Generation Next
The Santa Fean
Young native artists are exploring their own creativity while carrying on age-old tribal traditions
Some people are born into going to Indian Market—literally. Take Jessica Growing Thunder: the Market has been a longtime tradition for her grandmother, Joyce Growing Thunder Fogarty, and her mom, Juanita Growing Thunder Fogarty. Twenty years ago, the two women first traveled to Santa Fe from Montana to sell their beaded bags and necklaces, and they’ve been coming back consistently since. When Jessica was born a week before the 1989 Indian Market, it only made sense that her family bring her along, too.
This year, the young beader will participate in her 16th Indian Market. For 12 of those years, Jessica has designed and crafted her own bags and necklaces and sold them in her family’s booth.

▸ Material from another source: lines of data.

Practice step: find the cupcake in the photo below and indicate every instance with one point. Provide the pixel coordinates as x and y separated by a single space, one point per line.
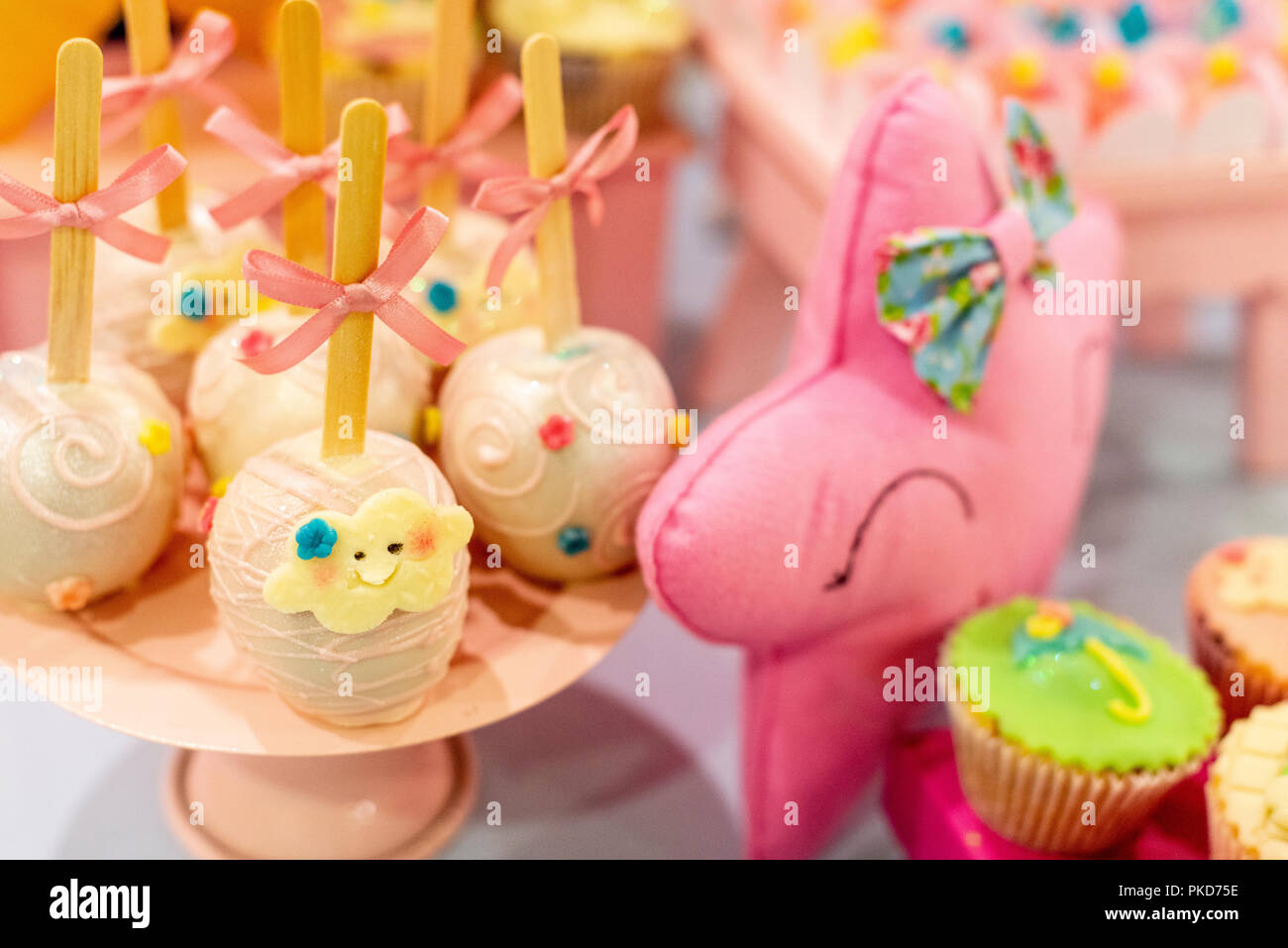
1247 789
376 50
613 52
1081 725
1237 605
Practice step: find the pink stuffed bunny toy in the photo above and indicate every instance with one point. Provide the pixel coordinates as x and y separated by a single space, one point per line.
923 455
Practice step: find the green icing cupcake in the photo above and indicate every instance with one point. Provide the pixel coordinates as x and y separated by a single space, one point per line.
1085 687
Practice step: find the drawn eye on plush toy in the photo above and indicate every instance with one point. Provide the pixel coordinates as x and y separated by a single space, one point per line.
842 576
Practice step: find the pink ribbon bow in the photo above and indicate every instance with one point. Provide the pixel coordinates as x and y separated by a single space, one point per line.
127 98
420 162
286 170
533 196
378 294
98 211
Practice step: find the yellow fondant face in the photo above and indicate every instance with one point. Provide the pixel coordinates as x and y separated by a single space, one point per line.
1258 579
395 552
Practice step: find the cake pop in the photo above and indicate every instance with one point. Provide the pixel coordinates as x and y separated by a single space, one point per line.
339 557
454 288
237 412
90 455
161 331
553 437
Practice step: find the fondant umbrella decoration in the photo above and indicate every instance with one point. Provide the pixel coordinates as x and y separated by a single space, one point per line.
1056 629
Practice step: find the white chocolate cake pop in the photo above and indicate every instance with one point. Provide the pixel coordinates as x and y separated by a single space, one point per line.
452 287
160 316
91 479
90 451
237 412
533 443
554 437
339 557
262 526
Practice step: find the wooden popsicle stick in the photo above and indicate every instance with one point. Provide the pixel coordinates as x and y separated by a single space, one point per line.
548 154
303 129
147 25
77 103
360 201
447 90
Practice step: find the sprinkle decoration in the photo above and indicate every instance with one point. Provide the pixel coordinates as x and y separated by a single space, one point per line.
155 437
254 343
432 425
557 432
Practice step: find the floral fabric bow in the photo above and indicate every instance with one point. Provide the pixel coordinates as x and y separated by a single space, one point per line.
941 290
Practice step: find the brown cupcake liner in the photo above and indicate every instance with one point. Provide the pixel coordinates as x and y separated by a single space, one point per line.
1220 662
1038 802
1223 843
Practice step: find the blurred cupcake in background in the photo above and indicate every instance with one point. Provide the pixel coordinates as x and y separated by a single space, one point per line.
1236 599
377 50
1085 723
1247 789
613 52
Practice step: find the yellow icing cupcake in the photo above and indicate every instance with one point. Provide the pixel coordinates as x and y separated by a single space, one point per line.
377 50
1237 608
1247 789
613 52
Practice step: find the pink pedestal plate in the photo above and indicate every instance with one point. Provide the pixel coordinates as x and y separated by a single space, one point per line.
252 777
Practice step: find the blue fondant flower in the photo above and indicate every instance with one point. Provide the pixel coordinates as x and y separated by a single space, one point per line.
1133 24
442 296
192 303
314 539
574 540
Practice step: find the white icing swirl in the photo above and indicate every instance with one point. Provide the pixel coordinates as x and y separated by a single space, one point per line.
526 493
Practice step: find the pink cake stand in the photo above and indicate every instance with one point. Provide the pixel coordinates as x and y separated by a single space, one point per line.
252 777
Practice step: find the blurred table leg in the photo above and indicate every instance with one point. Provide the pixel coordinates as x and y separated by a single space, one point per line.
1163 330
1265 381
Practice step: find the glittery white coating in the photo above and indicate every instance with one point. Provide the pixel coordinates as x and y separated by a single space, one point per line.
82 501
236 412
369 678
125 290
524 493
462 261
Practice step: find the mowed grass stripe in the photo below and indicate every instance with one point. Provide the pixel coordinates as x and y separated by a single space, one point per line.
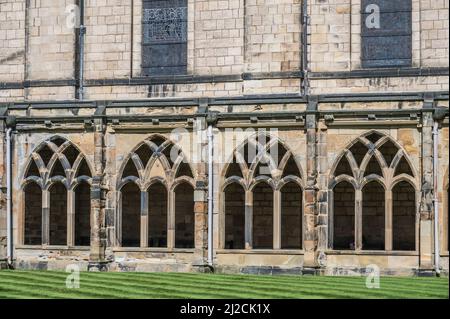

Although Jessica now lives in northern California, near Lake Tahoe, the reservation of her people, the Assiniboin, is in the northeastern corner of Montana, and remains a source of influence for her. She draws on her own experiences for her art, and last year won a Standards award for a ceremonial dance bag featuring a horse. “I spent the summer in Montana on the reservation learning to ride horses and got inspired,” she says. This year, in addition to pieces she’s been working on by herself, Jessica and her mom and grandmother are collaborating on a beaded bag. “I’ve done beading since I was three years old,” she says. “I always used to watch my mother and grandmother, and finally I was old enough to bead my own necklaces.”
Jessica says the extra money she earns at Market is great. She’s put most of it back into her education, with her early choices for college mirroring her tribal geography and her family’s displacement; she hopes to study Native American history at either the University of California at Davis or the University of Montana, in Missoula.
Over the years, Jessica has also developed a love for the annual festival as well as a desire to perpetuate her family’s artistic tradition. “The Market is a huge part of my family’s experience,” she says. “Every year, my mom, grandmother, and I become a closer family. We’re closer in every way because of the Market. We meet new people every year, and we also see people we haven’t seen all year. Without my culture, where would I be?”
Santa Fe’s Indian Market is regarded as one of the best and biggest sales of Native American art in the U.S., and although it happens only once a year, its effect on Native Americans across the country is palpable—especially for kids. But not every budding artist comes from generations of Market participants.
Take Daniel Sam, 16, of Picuris Pueblo, some 20 miles southeast of Taos. “I’m self-taught,” says the young painter, a freshman in high school who started sketching six years ago. “I’m actually the first person really to come with this artistic feel in the family.” This year will be Daniel’s fourth at Market; last year, he won a SWAIA Youth Fellowship Award (which includes a stipend and a free booth at Youth Indian Market, which is separate from but runs concurrent to the “adult” Market).